The oil companies have stayed however, and over the years found a relatively peaceable co-existence with the government. Yet all the oil continued to be exported and ordinary Chadians could be forgiven for asking what benefit it was to them. When the Chinese National Petroleum Company arrived in the late 2000s they promised something different – cashing in on their approximately 20,000 bpd concession in the Bongor Basin, the Chinese have built a refinery at Djermaya which began to produce diesel and petrol for local consumption at the end of 2011. Although this relationship has also been characteristically fraught – the Chinese chairman of the refinery was declared “˜persona non grata’ in Chad earlier this year in a row over the price the Chinese were receiving for the fuel – it has allowed Deby to give a palpable demonstration of the fruits of the oil boom. Diesel is now about 520 CFA at the pump – a guaranteed price – and noticeably cheaper than when I was last in Chad, when all of its domestic fuel was imported from Cameroon or Nigeria.
But life is still not easy in Chad – food and living costs are excessively high (Chad recently came in as the third most expensive city in the world for expatriates and those costs feed down to ordinary Chadians), and hasty promises to increase civil service salaries by up to 40% in the next two years will be difficult to achieve. Once the visitor to N’Djamena leaves the shiny new presidential quarter, very little has changed, with bad roads, few businesses and substandard housing. In the countryside, food production is poor, over three million people are facing food shortages this year – the country’s deficit is 400,000 tonnes and government stocks are only about 40,000 tonnes. UNICEF estimates that 100,000 children could die if assistance isn’t brought urgently. Literacy levels are still low, and the country is struggling to cope with outbreaks of polio, meningitis and measles.
Four years ago rebels backed by Sudan made a daring attack on N’Djamena – reaching the spot opposite the presidential palace where the new triumphal arch now stands – and came within hours of unseating Deby. The resolution of that crisis was largely due to rapprochement between Sudan and Chad, and not because Deby had done much to recognise the populations’ and indeed the rebels’ grievances. Speaking to many people in the city I found a deep level of cynicism about last year’s presidential elections which Deby won with 83% of the vote after the opposition boycotted what they called “˜a farce’. Changes to the centre of town have been criticised for being superficial and because they yield much quicker results that investments in education and health.
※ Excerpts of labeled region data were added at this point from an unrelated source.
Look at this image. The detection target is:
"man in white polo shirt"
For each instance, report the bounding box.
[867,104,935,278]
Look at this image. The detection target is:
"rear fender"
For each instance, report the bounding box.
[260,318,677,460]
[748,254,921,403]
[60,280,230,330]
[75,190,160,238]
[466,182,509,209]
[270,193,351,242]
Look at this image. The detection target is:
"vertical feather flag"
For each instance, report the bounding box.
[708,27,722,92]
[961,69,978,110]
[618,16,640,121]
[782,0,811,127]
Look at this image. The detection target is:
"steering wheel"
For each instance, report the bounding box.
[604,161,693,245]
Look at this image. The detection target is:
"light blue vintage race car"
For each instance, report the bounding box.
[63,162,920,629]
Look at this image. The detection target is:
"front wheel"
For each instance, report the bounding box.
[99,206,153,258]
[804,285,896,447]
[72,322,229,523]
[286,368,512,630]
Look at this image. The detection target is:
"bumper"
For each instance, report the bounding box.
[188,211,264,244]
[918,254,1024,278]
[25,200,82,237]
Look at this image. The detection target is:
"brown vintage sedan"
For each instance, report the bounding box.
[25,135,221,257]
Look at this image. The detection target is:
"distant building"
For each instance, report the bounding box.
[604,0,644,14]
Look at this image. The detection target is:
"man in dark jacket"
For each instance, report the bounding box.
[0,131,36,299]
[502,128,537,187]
Although Deby can be commended for starting to show that oil money can make a difference, as the threat of conflict spilling over from Sudan, Libya and even northern Nigeria (Boko Haram) remains, it will take more than cheap petrol to guarantee the country avoids the kind of social upheaval seen elsewhere.
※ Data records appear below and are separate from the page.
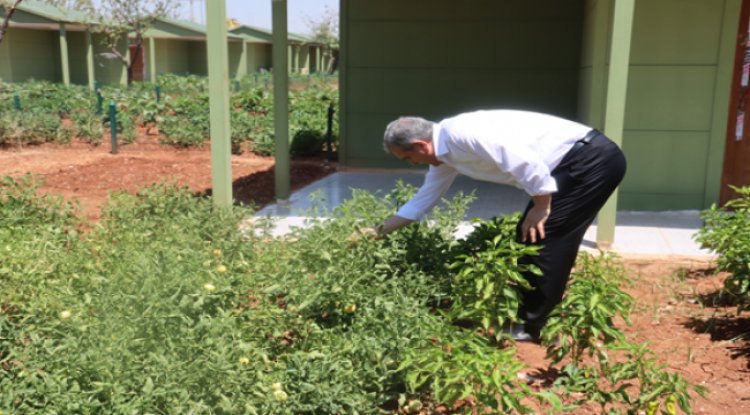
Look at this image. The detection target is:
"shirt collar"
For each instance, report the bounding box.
[432,124,448,159]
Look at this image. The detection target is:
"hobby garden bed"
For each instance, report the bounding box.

Celeste Hicks is a freelance journalist with a focus on African issues. She has a particular interest in the Sahel.
I was one of the people evacuated from N’Djamena in the rebel attack that almost overthrew Idriss Deby
Good to hear news about Chad
I worked in Oure Cassoni Refugee camp for a year 2006 as a physician
then came back to lecture at the University, start up an Ngo and work in a hospital in Bebedja
thank you again for writing about this tough and amazing country
ashis
[…] with resources being extracted with little resembling sustainable development left behind? A recent article on the impact of oil wealth in Chad bears out this complex […]
[…] https://africanarguments.org/2012/04/19/chad-oil-wealth-brings-only-superficial-change-by-celeste-hic… This entry was posted in *Chad, Countries, Writing by lesty. Bookmark the permalink. […]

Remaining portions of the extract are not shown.